Até hoje, não há números absolutos sobre quantos ucranianos morreram desde o início da guerra. Em agosto do ano passado, representantes da inteligência dos EUA declararam ao New York Times que mais de 70 mil militares do país morreram. O número de feridos supera os 100 mil. Entre os civis, estimativas giram em torno de 10 mil e 20 mil pessoas, sem contar as cerca de 6 milhões pessoas que seguiram para outras regiões do mundo. Para um país que já enfrentava uma crise demográfica antes mesmo da invasão de Vladimir Putin, a guerra pode ter um efeito assustador para o futuro.

De acordo com um relatório da Comissão Europeia, de julho do ano passado, a Ucrânia tinha 41 milhões de pessoas em 2021, mas agora tem cerca de 35 milhões, e o número pode cair para até 29 milhões nas próximas três décadas. Em 2021, a taxa de natalidade era de 1,16 filho por mulher, bem abaixo dos 2,1 considerados pela ONU como necessários para se manter o patamar populacional.

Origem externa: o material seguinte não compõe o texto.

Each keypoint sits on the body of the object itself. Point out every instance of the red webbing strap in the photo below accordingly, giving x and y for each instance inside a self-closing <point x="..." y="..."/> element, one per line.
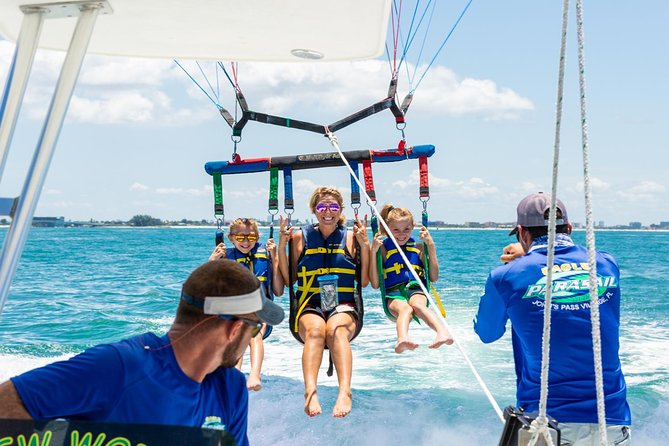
<point x="424" y="186"/>
<point x="369" y="179"/>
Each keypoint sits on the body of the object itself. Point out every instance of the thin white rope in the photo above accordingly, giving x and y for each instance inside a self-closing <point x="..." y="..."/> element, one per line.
<point x="590" y="235"/>
<point x="486" y="391"/>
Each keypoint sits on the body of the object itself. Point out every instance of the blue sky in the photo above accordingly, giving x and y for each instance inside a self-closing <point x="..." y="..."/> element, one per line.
<point x="138" y="131"/>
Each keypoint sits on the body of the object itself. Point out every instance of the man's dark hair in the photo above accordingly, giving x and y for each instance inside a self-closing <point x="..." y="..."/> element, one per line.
<point x="215" y="278"/>
<point x="539" y="231"/>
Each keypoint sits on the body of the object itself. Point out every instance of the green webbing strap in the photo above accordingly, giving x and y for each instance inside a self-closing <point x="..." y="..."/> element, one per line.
<point x="273" y="204"/>
<point x="426" y="267"/>
<point x="218" y="195"/>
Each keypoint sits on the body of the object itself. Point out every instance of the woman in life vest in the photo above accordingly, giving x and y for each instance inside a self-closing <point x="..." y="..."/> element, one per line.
<point x="262" y="261"/>
<point x="404" y="297"/>
<point x="323" y="263"/>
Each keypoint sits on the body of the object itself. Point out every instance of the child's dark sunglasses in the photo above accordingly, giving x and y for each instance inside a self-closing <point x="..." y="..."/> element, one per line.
<point x="322" y="207"/>
<point x="241" y="237"/>
<point x="256" y="325"/>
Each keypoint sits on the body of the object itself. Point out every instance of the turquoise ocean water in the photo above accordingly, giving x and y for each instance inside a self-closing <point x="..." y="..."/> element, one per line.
<point x="79" y="287"/>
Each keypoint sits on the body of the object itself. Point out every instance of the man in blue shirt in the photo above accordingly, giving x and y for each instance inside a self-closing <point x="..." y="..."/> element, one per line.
<point x="517" y="290"/>
<point x="186" y="377"/>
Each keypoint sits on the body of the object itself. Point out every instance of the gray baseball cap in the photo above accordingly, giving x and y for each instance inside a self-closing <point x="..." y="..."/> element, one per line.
<point x="531" y="211"/>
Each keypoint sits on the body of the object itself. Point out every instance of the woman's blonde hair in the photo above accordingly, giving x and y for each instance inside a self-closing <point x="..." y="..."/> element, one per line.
<point x="320" y="192"/>
<point x="250" y="222"/>
<point x="389" y="213"/>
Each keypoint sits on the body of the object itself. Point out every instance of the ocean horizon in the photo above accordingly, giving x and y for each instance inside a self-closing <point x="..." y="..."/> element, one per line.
<point x="77" y="287"/>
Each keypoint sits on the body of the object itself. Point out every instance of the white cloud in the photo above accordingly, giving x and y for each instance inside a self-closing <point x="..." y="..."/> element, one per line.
<point x="596" y="184"/>
<point x="114" y="90"/>
<point x="648" y="187"/>
<point x="414" y="180"/>
<point x="139" y="186"/>
<point x="179" y="191"/>
<point x="173" y="191"/>
<point x="444" y="92"/>
<point x="475" y="188"/>
<point x="648" y="191"/>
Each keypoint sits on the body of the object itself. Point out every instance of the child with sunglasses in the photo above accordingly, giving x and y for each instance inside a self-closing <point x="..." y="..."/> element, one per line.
<point x="262" y="260"/>
<point x="404" y="297"/>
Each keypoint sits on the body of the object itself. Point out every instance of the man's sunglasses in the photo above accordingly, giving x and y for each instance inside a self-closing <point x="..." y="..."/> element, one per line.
<point x="241" y="237"/>
<point x="256" y="325"/>
<point x="322" y="207"/>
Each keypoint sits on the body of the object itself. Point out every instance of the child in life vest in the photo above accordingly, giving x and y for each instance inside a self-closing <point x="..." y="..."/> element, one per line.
<point x="404" y="298"/>
<point x="262" y="260"/>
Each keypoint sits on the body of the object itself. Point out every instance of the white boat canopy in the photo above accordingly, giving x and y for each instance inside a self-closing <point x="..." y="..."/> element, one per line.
<point x="237" y="30"/>
<point x="230" y="30"/>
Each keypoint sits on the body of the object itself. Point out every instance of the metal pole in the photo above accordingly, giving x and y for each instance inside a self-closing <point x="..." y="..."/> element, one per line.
<point x="17" y="78"/>
<point x="18" y="231"/>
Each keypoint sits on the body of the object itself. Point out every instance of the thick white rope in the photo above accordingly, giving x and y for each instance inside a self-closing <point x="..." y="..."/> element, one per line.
<point x="486" y="391"/>
<point x="590" y="235"/>
<point x="540" y="425"/>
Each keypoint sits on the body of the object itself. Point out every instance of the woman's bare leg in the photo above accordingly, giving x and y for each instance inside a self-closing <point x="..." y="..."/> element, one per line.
<point x="340" y="329"/>
<point x="312" y="332"/>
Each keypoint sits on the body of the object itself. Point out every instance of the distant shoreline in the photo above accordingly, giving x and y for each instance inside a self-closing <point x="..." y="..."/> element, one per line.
<point x="438" y="228"/>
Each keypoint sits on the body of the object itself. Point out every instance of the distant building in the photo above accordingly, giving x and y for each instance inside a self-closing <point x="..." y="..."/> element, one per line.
<point x="49" y="222"/>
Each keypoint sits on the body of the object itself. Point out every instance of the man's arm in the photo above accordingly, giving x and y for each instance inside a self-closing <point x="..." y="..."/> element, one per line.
<point x="490" y="320"/>
<point x="11" y="405"/>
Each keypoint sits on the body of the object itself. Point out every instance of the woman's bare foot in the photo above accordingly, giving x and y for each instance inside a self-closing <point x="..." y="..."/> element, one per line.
<point x="311" y="405"/>
<point x="253" y="383"/>
<point x="405" y="344"/>
<point x="343" y="404"/>
<point x="441" y="339"/>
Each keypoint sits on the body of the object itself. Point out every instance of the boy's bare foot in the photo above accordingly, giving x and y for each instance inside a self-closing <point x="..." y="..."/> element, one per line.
<point x="311" y="405"/>
<point x="253" y="383"/>
<point x="441" y="340"/>
<point x="343" y="404"/>
<point x="405" y="344"/>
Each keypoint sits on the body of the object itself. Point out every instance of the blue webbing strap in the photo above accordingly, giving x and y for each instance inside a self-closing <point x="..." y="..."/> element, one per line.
<point x="355" y="189"/>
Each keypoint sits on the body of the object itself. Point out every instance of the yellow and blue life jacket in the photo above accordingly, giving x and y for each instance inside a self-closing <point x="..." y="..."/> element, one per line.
<point x="259" y="262"/>
<point x="321" y="257"/>
<point x="395" y="271"/>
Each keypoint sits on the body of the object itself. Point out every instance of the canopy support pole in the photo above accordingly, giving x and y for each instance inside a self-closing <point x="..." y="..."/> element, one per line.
<point x="17" y="78"/>
<point x="18" y="231"/>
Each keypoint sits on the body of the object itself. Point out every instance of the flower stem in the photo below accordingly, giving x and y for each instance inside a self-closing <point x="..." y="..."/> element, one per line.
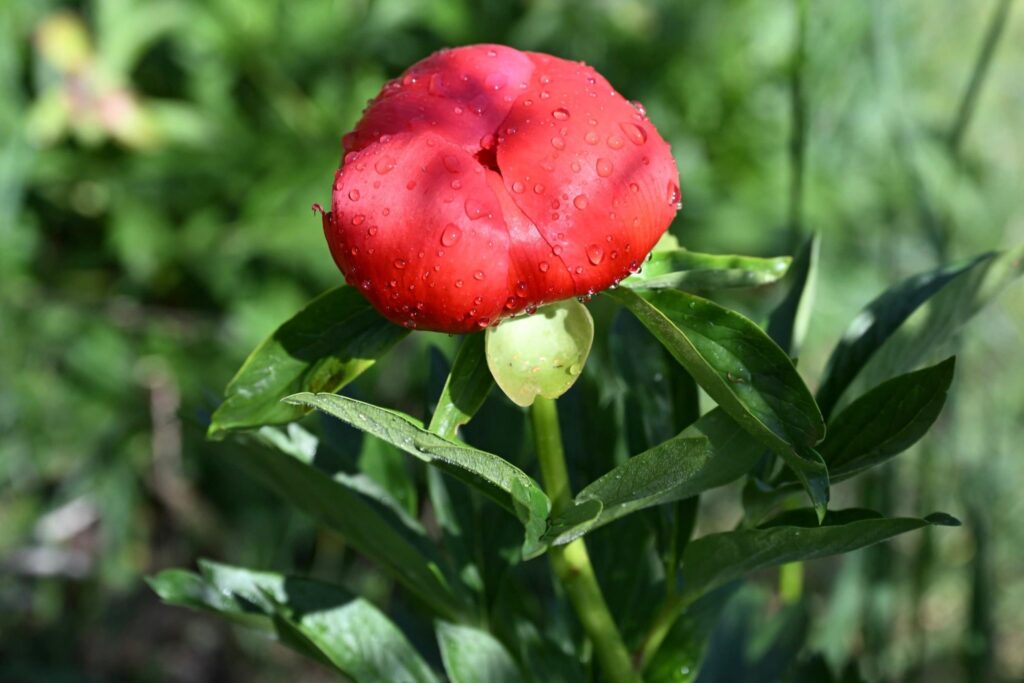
<point x="570" y="562"/>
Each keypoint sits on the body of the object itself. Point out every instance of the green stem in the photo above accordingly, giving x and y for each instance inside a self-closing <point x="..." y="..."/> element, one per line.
<point x="659" y="628"/>
<point x="571" y="562"/>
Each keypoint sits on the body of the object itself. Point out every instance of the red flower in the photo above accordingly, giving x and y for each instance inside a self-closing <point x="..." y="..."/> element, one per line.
<point x="485" y="181"/>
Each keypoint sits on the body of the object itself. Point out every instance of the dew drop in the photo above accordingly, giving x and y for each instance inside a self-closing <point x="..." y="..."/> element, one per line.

E estima-se que dos 6 milhões de refugiados, em grande parte pessoas mais jovens e economicamente ativas, apenas 1 milhão estão de volta ao país.

"Não estamos prontos para perder 6 milhões de refugiados [para sempre]", disse, em outubro, a ministra da Economia, Yuliia Svyrydenko.

Para Kondratyuk, mais do que apenas aumentar as taxas de natalidade, as mudanças no projeto sobre o esperma dos militares mortos são uma forma de permitir a sobrevivência da nação ucraniana.

"Temos de dar à nossa nação uma hipótese de sobreviver. Quando na linha da frente morrem os melhores, quando as crianças são deportadas em massa para um país agressor, quando milhões de nossas mulheres com crianças se assimilam na Europa, temos de fazer tudo para que o fundo genético ucraniano não se perca", escreveu a parlamentar. "Este tema é realmente muito difícil, mas é hora de decisões difíceis que não podem mais ser adiadas."